Correlation Properties Suppose that you take a random sample of classes on campu
ID: 3309310 • Letter: C
Question
Correlation Properties
Suppose that you take a random sample of classes on campus and record the number of students enrolled in the class and the average evaluation score assigned by students to that teacher’s effectiveness (on an A = 4, B = 3, … scale).
(a) If the correlation coefficient turned out to be very close to zero, would you conclude that larger classes tend to have lower teaching evaluation averages? Explain.
(b) Suppose that the correlation coefficient turned out to be r = –0.5. Would you expect this to be more statistically significant if the sample size were n = 5 or if the sample size were n = 50, or would you expect sample size not to matter? Explain.
(c) Suppose that you also record whether the teacher was male or female. Would it make sense to calculate the correlation coefficient between class size and sex? Explain.
Explanation / Answer
a) The correlation coefficient very close to zero means there is no relationship between two variable. i.e. One variable can not affects the another variable. Therefore we would not conclude that larger classes tend to have lower teaching evaluation averages.
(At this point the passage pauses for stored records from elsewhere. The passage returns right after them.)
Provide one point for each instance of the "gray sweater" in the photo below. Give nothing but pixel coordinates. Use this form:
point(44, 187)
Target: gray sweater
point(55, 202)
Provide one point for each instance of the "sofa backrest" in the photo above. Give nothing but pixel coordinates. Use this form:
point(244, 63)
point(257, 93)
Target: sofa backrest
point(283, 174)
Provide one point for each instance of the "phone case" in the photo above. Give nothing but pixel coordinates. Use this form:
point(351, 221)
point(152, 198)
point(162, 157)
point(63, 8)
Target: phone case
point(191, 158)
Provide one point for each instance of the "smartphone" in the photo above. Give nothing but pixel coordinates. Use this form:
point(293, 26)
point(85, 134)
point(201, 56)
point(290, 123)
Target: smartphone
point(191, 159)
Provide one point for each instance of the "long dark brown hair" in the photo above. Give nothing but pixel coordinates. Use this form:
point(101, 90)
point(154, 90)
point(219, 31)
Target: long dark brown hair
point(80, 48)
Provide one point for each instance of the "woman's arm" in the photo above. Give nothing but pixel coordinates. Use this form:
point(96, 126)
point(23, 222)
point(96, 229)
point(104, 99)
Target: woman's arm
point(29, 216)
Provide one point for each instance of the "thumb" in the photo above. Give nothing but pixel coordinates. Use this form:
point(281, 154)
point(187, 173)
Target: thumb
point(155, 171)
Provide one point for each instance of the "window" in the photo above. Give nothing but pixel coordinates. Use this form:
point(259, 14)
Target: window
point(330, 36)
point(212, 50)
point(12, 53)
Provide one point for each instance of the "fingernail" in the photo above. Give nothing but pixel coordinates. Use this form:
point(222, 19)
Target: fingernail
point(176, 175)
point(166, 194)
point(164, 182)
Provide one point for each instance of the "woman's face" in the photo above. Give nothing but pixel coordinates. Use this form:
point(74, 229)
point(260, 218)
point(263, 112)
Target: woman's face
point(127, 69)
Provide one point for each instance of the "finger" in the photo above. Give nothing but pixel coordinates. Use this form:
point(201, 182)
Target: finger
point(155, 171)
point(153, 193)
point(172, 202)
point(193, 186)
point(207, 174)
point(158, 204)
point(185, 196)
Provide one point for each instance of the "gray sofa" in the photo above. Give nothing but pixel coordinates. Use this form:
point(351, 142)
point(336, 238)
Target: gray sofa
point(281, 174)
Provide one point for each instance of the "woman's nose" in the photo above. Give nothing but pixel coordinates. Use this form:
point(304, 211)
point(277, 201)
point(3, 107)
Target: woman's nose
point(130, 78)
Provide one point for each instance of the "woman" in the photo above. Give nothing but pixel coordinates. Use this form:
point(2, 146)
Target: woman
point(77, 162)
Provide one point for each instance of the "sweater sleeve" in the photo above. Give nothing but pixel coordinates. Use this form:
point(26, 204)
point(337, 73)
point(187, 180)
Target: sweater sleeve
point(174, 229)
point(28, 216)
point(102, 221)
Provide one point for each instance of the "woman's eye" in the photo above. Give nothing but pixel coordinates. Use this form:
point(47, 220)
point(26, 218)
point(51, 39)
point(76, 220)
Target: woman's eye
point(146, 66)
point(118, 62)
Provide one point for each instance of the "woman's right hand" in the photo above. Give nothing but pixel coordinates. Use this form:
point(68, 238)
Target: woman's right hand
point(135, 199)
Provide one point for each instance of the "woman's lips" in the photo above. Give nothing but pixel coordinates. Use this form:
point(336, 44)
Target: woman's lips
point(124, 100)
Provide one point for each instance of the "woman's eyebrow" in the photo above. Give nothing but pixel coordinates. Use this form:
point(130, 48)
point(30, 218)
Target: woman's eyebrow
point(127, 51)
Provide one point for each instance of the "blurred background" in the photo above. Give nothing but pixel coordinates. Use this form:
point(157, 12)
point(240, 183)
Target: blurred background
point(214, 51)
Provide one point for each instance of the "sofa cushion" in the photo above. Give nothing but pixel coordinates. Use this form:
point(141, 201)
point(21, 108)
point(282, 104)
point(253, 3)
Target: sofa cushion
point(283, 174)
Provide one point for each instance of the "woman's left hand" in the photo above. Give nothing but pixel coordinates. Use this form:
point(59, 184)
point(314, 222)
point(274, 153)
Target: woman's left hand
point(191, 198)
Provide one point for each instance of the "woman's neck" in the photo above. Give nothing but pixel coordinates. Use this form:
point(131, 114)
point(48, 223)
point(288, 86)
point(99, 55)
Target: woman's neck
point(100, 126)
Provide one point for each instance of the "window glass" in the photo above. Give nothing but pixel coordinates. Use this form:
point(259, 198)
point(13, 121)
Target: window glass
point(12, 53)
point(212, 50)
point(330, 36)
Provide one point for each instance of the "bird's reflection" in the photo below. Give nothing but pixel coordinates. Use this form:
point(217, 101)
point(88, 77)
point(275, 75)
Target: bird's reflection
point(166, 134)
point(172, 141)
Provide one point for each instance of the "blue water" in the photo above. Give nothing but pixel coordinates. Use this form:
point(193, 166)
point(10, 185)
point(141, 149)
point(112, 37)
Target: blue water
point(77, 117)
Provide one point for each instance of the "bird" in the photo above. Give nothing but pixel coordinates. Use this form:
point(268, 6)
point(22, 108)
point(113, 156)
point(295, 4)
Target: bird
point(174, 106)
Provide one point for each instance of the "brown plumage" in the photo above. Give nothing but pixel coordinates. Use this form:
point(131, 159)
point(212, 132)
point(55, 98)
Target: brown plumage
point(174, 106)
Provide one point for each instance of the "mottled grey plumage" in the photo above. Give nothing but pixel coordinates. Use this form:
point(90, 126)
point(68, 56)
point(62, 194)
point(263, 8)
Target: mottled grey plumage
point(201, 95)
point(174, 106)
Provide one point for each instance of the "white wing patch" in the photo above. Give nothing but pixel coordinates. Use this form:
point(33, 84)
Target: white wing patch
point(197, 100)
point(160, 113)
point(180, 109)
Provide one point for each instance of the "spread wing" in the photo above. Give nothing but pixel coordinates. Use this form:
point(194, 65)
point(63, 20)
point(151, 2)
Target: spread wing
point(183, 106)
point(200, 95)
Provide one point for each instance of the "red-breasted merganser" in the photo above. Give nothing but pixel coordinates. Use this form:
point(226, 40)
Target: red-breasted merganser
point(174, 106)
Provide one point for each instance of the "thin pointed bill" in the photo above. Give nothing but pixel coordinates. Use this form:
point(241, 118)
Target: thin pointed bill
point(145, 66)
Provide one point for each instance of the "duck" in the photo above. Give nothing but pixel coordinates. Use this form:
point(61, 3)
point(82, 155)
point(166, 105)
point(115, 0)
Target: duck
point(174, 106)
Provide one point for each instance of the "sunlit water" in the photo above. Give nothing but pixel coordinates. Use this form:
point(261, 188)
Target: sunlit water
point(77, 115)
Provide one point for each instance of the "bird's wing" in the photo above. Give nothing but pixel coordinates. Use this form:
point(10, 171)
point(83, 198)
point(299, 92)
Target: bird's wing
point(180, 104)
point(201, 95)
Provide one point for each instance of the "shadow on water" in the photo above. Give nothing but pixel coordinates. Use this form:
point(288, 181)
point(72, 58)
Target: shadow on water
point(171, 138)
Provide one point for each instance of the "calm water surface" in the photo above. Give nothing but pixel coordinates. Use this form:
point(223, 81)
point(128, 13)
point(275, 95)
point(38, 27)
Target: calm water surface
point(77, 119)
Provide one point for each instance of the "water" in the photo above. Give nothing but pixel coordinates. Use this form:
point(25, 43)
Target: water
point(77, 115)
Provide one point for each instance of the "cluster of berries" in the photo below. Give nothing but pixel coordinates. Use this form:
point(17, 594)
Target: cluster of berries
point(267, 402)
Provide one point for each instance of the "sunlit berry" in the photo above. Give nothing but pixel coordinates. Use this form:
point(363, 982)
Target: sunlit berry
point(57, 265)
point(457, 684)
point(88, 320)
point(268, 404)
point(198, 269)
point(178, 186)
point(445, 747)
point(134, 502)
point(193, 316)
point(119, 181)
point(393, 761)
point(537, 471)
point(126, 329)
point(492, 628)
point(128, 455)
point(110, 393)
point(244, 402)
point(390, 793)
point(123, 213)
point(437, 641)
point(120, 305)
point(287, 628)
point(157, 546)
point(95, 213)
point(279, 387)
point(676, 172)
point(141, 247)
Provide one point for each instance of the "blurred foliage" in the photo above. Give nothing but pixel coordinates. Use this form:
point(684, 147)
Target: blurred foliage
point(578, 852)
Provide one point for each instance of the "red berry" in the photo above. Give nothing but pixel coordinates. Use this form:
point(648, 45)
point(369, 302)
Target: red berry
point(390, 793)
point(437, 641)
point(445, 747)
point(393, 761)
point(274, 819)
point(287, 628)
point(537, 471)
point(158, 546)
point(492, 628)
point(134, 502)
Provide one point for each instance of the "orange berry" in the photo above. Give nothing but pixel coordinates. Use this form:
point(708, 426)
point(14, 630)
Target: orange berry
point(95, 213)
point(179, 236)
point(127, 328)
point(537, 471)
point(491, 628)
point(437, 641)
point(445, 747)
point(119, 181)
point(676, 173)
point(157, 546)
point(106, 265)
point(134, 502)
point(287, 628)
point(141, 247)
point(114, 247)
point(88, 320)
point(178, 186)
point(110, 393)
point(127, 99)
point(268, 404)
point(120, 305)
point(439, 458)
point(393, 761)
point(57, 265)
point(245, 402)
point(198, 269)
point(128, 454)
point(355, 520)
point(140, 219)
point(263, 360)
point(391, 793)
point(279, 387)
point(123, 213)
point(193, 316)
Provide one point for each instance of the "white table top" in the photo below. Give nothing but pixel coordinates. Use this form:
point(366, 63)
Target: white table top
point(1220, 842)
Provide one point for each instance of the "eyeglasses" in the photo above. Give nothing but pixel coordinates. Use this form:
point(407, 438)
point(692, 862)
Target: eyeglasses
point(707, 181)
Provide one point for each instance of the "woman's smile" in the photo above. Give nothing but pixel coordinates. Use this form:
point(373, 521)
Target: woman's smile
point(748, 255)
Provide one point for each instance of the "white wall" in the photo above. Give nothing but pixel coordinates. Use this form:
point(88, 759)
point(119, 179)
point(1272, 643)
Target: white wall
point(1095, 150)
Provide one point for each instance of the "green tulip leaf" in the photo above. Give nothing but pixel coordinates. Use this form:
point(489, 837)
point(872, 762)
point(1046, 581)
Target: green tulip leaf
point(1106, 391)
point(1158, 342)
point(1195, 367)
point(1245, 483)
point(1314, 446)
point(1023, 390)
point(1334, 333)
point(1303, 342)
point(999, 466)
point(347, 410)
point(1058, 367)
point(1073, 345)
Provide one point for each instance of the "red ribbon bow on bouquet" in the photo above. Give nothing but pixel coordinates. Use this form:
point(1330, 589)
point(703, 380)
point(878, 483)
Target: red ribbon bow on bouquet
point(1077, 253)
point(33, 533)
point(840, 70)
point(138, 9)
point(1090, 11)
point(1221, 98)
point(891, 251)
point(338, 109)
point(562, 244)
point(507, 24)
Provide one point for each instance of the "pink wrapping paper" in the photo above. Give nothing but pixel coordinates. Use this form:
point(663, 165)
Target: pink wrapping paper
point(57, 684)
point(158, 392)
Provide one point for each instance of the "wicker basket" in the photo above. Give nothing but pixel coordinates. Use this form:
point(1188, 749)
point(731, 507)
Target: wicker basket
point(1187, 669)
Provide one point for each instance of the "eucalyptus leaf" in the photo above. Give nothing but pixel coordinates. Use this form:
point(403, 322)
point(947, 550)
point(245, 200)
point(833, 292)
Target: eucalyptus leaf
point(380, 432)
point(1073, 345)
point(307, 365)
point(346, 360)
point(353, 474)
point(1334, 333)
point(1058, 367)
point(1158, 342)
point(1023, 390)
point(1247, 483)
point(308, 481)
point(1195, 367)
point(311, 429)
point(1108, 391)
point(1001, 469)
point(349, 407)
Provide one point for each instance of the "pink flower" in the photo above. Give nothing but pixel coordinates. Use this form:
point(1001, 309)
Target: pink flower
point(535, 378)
b) Larger sample size gives more significant statistic, i.e. sample size affects the statistic. If the correlation coefficient turned out to be r = –0.5 then we can expect this to be more statistically significant for sample size 50 and not for the size n = 5. Sample size matters in each statistic.
c) Sex is a categorical variable. Class size is a numerical variable. We can calculate the correlation coefficient only for two numerical variable. In this case, sex is not a numerical variable. So that, It doesn't make sense to calculate the correlation coefficient between class size and sex.